[coreboot] Unifying IO accessor macros

Julius Werner jwerner at chromium.org
Wed Feb 18 01:32:18 CET 2015


> The x86 was recently fixed to take in void *. The order of arguments was
> discussed before, and the agreement is to use write*(addr, val);
> This has the advantage of being consistent with other accessor functions, such
> as PCI, and follows the logical C ordering of the assignment operator.
> destination = value;

Oh, wow... that merged literally just this weekend. Talk about bad
timing. I wasn't aware this was going on (and none of the reviewers
bothered to tell me -.- ).

Guess that brings me back to the drawing board. I don't generally
disagree with your reasonings about why you consider certain patterns
better than others... at most I'd say that I don't think it's all that
important at the end of the day (writel() has always referred to 32
bits wherever I've seen it yet, and 64 could easily be writeq() if we
ever need it), and that doing things the way people are used to from
other/bigger projects (like Linux) might ultimately be more useful to
us than doing what we consider "the right way".
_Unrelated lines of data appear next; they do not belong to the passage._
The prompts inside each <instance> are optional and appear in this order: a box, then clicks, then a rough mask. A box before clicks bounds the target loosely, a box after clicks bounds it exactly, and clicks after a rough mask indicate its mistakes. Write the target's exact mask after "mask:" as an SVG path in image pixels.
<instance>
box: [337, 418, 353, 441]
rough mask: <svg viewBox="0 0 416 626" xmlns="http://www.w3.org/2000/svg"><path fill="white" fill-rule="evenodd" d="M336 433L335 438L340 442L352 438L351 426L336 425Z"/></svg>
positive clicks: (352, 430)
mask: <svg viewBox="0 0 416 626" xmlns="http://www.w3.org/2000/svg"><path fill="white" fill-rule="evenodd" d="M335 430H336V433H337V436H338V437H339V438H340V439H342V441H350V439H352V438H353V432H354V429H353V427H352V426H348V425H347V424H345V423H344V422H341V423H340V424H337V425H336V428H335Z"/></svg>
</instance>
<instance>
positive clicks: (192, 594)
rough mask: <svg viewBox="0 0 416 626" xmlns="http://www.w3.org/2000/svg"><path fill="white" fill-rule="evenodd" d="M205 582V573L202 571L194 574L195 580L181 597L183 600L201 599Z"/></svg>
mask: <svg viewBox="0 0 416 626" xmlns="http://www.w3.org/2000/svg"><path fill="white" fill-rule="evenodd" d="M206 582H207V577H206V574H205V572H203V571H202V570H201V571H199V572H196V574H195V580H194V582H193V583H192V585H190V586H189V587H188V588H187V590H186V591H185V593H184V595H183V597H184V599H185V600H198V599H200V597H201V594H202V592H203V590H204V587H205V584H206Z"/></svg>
But I really don't have a strong opinion in either direction, I just
care about unifying this and making sure there is a single, consistent
pattern everywhere. If most people here think write32(void *addr, u32
value) is the right way to go, I can instead switch ARM(64) over to
that. It would be a pretty massive change, but since all those boards
are Chromebooks for now I'm in a reasonably good position to ensure
everything stays working.

One issue we're left with is libpayload, which I think should
definitely use the same pattern as coreboot. Right now it uses
writel(v,a) on all architectures (typed on ARM and untyped on x86). I
can change the library, but all external payloads will need to change
their call sites themselves. Are we okay with that?